Funktionieren tuts das trotzdem nicht! Was in der Methode refreshAuftragsliste() passiert ist mehr oder weniger unerheblich, da er die Methode problemlos ausführt, wenn ich sie im Konstruktor der Bean aufrufe.


----------



## L (12. Nov 2008)

Problem ist also eigentlich nur, dass die Action-Methode nicht aufgerufen wird... kann nicht sein 

Eine extra Navigationsregel, um auf die gleiche Seite zu navigieren, braucht man nicht. Das wird durch ein "return null" bzw return "" realisiert.

ActionListener verwendet man, wenn man UI-Parameter bzw. Elemente in die Bean übergeben will. 

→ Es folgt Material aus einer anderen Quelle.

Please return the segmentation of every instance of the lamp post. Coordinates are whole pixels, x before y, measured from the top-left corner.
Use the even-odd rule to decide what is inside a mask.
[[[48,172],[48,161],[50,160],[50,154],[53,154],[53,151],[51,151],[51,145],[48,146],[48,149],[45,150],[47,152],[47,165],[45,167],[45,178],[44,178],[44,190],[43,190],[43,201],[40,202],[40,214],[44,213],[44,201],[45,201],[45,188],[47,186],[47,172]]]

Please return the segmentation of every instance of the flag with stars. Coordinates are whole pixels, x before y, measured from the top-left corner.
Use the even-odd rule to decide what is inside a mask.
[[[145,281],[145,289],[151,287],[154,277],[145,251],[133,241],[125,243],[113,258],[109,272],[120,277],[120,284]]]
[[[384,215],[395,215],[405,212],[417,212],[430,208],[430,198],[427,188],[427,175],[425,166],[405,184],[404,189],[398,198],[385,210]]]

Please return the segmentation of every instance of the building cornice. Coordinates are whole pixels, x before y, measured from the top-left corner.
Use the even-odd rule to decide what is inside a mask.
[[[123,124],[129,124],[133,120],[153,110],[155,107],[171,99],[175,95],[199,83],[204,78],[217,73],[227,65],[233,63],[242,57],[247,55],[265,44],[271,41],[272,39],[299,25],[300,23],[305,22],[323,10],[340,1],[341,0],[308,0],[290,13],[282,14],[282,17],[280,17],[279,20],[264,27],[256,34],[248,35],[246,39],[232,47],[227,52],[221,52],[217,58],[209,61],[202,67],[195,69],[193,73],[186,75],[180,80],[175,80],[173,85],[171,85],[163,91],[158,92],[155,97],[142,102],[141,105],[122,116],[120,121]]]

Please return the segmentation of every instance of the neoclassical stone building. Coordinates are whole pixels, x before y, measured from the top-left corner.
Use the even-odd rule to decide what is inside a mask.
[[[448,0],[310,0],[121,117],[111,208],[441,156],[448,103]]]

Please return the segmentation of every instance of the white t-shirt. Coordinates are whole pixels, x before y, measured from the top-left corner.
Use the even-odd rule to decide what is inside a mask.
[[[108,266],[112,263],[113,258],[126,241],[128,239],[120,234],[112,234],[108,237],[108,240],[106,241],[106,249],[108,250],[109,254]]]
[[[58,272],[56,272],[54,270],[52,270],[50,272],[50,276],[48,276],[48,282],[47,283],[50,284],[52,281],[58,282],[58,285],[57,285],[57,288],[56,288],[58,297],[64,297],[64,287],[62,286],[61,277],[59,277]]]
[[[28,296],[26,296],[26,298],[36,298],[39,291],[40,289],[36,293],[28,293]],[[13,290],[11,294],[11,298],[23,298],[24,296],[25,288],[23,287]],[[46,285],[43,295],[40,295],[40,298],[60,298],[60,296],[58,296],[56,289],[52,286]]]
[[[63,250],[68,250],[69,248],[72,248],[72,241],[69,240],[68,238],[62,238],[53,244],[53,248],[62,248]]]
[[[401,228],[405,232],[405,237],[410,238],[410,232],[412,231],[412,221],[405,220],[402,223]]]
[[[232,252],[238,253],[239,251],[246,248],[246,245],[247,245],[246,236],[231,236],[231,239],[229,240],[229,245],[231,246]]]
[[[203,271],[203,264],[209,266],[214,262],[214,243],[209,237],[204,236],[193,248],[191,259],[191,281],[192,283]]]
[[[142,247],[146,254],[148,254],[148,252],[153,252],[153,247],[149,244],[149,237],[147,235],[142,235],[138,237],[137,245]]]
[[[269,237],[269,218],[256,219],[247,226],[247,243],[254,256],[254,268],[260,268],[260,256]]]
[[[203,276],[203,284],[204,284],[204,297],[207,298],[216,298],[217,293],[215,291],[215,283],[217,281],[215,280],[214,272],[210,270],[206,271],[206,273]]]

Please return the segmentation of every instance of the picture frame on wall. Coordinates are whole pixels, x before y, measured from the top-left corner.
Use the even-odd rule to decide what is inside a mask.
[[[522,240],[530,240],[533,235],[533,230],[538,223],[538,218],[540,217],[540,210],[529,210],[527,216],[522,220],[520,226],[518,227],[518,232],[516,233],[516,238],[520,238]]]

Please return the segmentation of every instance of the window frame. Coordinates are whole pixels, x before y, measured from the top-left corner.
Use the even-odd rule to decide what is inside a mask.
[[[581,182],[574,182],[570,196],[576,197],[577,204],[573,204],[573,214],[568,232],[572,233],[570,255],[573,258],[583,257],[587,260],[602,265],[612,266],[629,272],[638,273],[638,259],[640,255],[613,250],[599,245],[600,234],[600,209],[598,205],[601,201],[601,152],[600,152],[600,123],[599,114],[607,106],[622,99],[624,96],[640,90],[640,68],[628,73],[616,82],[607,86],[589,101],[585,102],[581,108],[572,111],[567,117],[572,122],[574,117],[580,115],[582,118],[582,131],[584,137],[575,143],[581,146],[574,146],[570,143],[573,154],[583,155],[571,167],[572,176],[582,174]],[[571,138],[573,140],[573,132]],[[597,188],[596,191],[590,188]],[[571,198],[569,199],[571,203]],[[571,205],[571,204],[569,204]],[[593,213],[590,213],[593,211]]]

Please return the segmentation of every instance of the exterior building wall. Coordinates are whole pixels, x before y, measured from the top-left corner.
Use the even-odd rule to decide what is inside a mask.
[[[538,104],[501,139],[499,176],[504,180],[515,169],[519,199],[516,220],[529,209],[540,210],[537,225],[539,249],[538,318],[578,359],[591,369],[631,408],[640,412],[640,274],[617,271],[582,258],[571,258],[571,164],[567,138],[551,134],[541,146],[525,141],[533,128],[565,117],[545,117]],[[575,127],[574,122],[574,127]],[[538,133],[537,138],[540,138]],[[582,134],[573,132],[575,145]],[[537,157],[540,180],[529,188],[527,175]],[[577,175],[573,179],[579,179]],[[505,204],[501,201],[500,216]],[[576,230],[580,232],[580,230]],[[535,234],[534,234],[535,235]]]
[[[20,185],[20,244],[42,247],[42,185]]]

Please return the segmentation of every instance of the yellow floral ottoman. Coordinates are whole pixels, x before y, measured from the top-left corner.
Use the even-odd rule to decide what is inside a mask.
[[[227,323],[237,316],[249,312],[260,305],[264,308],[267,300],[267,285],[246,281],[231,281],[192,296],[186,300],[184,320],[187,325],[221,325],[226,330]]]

Der Code für den commandButton ist definitiv korrekt, Signatur der Action-Methode passt, Bean ist angelegt. Hmm pack' mal ein js-onclick auf deinen Button, ala:

<h:commandButton action="#{auftragsöiste.refresh}" onClick="submit();" /> 

Muss aber auch ohne Js gehen .....


----------



## Guest (12. Nov 2008)

Er schickt die Form ja auch ab, aber es passiert halt nichts... ich such auch schon seit 2 Stunden nach dem Fehler! In einem anderen Projekt, wo es nach dem selben Prinzip arbeitet funktioniert es ^^


----------



## jemand aus dem wald (12. Nov 2008)

Zieh dir am besten einfach mal die Sourcen deiner JSF Implementierung und häng dich etwas in die Interna rein, um genaueres zu erfahren. Mein erster Gedanke ist ja, dass es gar nicht zur Invoke Application Phase kommt. Ein typischer Anfängerfehler ist ja, dass z.B. ein Validierungsfehler auftritt. Interessant sind dazu die Implementierungen der Klasse Lifecycle (ich glaub die heißt sowohl in MyFaces als auch in Mojarra LifecycleImpl). In der Klasse siehst du im Debugger relativ einfach, in welcher Phase du dich gerade befindest (ähnliches könnte man auch mit einem PhaseListener erzielen). 

Ansonsten kannst du ja auch mal die ActionListener Implementierungen debuggen, um zu erfahren, welche Action Methode wirklich ausgeführt werden soll (vielleicht irrst dich diesbezüglich ja dennoch irgendwie, da bekommst dann auf jeden Fall Gewissheit).


----------



## LordZed (13. Nov 2008)

Ich bin erst am Montag wieder auf der Arbeit, aber dann schaue ich weiter  Nen Kollege meinte zu mir es könnte auch sein, dass ich einfach das TEMP-Verzeichniss meines lokalen WebSphere Application Servers mal löschen sollte, dass es daran liegen könnte. Naja  Montag werde ich weiter nach dem Fehler suchen! Wenns nicht spontan wieder klappt - man weiß ja wie "spontan" Computer manchmal sind ^^ - dann werd ich denke ich mal mit dem PhaseListener durchgucken in  welche Phase ich komme!

Danke für die Antworten! Ich melde mich wieder


----------



## Guest (17. Nov 2008)

Ich bin echt etwas verbacken!
Es war garkeine <h:messages /> eingebaut und es trat tatsächlich ein Konvertierungsfehler auf. Allerdings verstehe ich diesen nicht ganz. Er sagt da:


> Konvertierungs-Fehler: Wert 'asd.xml' für Modell 'null Converter'.


Für mich heißt das, dass er den String "asd.xml" mit dem "null Converter" nicht konvertieren kann. Klingt logisch, aber wieso nutzt der hier den "null Converter" oder verstehe ich da was falsch!?


----------



## LordZed (17. Nov 2008)

Hab das Problem gefunden!
Die Klasse an die meine ComboBox ihr Ergebnis zurückliefert erwartete ein SelectItem und keinen String. Dachte, weil die Eingabe auch SelectItems sind liefert der als Ausgabe auch SelectItem :-D Ich glaub als ich das geschrieben habe war ich was müde 

In der Bean die Variable als String deklariert und alles funzt einwandfrei! Danke für die Hilfe


----------



## LordZed (17. Nov 2008)

Hab das Problem gefunden!
Die Klasse an die meine ComboBox ihr Ergebnis zurückliefert erwartete ein SelectItem und keinen String. Dachte, weil die Eingabe auch SelectItems sind liefert der als Ausgabe auch SelectItem :-D Ich glaub als ich das geschrieben habe war ich was müde 

In der Bean die Variable als String deklariert und alles funzt einwandfrei! Danke für die Hilfe


----------